I hope everyone had a good summer, and got a break from the demands of looming proposal cycles. So, maybe it’s been months since you thought about the NIH Public Access policy, which has now been around long enough that everyone probably forgot why it came about. Likely for similar reasons, NSF says it will have a public-access policy drafted by the end of 2014. Between those two agencies, a large portion of government money for scientific research already has, or will soon have, a requirement for results to be made publically available. But what does the NIH, or anyone, actually do with that information? And what are the ramifications of public access tracking for you?
First, since agencies now have quick and easy ways to call up individual investigators’ publication records, they are putting less emphasis on publications on biosketches. As Sally Rockey said “The new NIH biosketch emphasizes your accomplishments instead of just a list of publications” (see C3 Newsletter May 2014 https://www.c3science.com/news/entry/18/ ). Don’t think, however, that because there may be less publication emphasis on biosketches that the emphasis has actually diminished. Near the end of NIH’s public-access web materials lies this sentence: “Finally, the Policy allows NIH to monitor, mine, and develop its portfolio of taxpayer funded research more effectively, and archive its results in perpetuity.” We can assume that NSF’s public access policy will be similar in conception and execution. I don’t work for NIH or NSF so I can only guess at their intentions, but some of their publications make a few things clear. First, as they said, they can and are monitoring your publications.
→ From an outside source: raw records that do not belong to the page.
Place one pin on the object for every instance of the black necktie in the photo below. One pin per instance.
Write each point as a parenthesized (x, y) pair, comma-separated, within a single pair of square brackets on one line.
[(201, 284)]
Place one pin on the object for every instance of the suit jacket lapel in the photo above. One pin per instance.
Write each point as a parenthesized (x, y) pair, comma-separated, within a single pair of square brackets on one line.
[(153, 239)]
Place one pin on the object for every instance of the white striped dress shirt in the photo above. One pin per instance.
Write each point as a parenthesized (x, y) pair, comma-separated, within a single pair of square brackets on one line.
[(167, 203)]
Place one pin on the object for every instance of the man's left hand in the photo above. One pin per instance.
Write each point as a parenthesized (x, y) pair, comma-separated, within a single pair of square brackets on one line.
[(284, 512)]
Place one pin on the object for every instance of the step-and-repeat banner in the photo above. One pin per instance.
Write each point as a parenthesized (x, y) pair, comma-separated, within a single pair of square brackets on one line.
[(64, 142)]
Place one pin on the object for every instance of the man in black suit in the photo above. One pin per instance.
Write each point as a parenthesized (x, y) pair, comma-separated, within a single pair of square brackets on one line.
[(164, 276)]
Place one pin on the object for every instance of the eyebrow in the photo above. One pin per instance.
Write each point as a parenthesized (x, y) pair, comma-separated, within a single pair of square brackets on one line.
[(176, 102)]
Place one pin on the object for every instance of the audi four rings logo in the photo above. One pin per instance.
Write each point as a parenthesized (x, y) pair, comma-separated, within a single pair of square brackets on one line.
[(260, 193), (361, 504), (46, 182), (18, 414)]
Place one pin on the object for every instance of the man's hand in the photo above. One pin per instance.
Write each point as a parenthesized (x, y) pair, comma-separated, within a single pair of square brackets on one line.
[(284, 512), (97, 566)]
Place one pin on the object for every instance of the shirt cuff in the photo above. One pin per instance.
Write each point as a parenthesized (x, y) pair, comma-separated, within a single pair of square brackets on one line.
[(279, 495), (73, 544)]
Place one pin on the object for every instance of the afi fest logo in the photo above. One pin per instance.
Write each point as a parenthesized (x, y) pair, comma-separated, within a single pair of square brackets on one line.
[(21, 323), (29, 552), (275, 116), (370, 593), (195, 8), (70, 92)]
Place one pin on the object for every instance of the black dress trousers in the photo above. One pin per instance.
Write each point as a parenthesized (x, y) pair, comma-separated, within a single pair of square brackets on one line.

Several researchers, at least one of whom is employed by NHLBI, published an article the New England Journal of Medicine in Nov. 2013 in which they analyzed whether various amounts of NHLBI funding for clinical trials had resulted in satisfactory amounts of publications. They also looked at citations of publications and some other metrics. They concluded that the rate at which smaller clinical trials were publishing was not highly satisfactory. Big expensive trials fared better.
“Nonetheless, we acknowledge that the NHLBI, working in concert with other parties, could play a more active role in better understanding the proximate and root causes of the delay in publication of trial results, in redirecting our funding priorities toward the trials that are most likely to be published quickly and to have high impact within the biomedical community, and, when appropriate, in communicating to grant and contract recipients our expectation of timely publication. The data presented in this article and elsewhere have already stimulated intensive internal policy dialogues at the highest levels of the National Institutes of Health.”
My point in this newsletter, though, is not which types of trials published more papers, but the fact that funders are doing this type of research, by linking study numbers to published papers. They also looked at time to publication, and stated that lag times to get papers out were too long. The way they link this information is too complicated to explain here, but various people attached to agencies have published papers on how they pull and pool this data. The takeaway, though, is that agencies are linking grant numbers to published papers to see whether their funding is resulting in publications and how long it is taking. While we can argue all day about whether publications should be the primary measure of success (and people have published papers looking at whether other measures would be more meaningful, such as policy changes, new drugs on the market, or changes to clinical practice) most people agree that these hard-to-measure metrics are a long way from being readily available for use. C3 also sees plenty of pink sheets where reviewers say that the publication record of the investigator is too skimpy to support giving him/her money. Bottom line: get those papers out and out as quickly as possible (see C3 Newsletter https://www.c3science.com/news/entry/17/ on selecting a journal). And, don’t forget a well-written, well-edited paper that’s properly formatted for the journal has a much better chance of being accepted on first submission, significantly decreasing your time from funding to publication.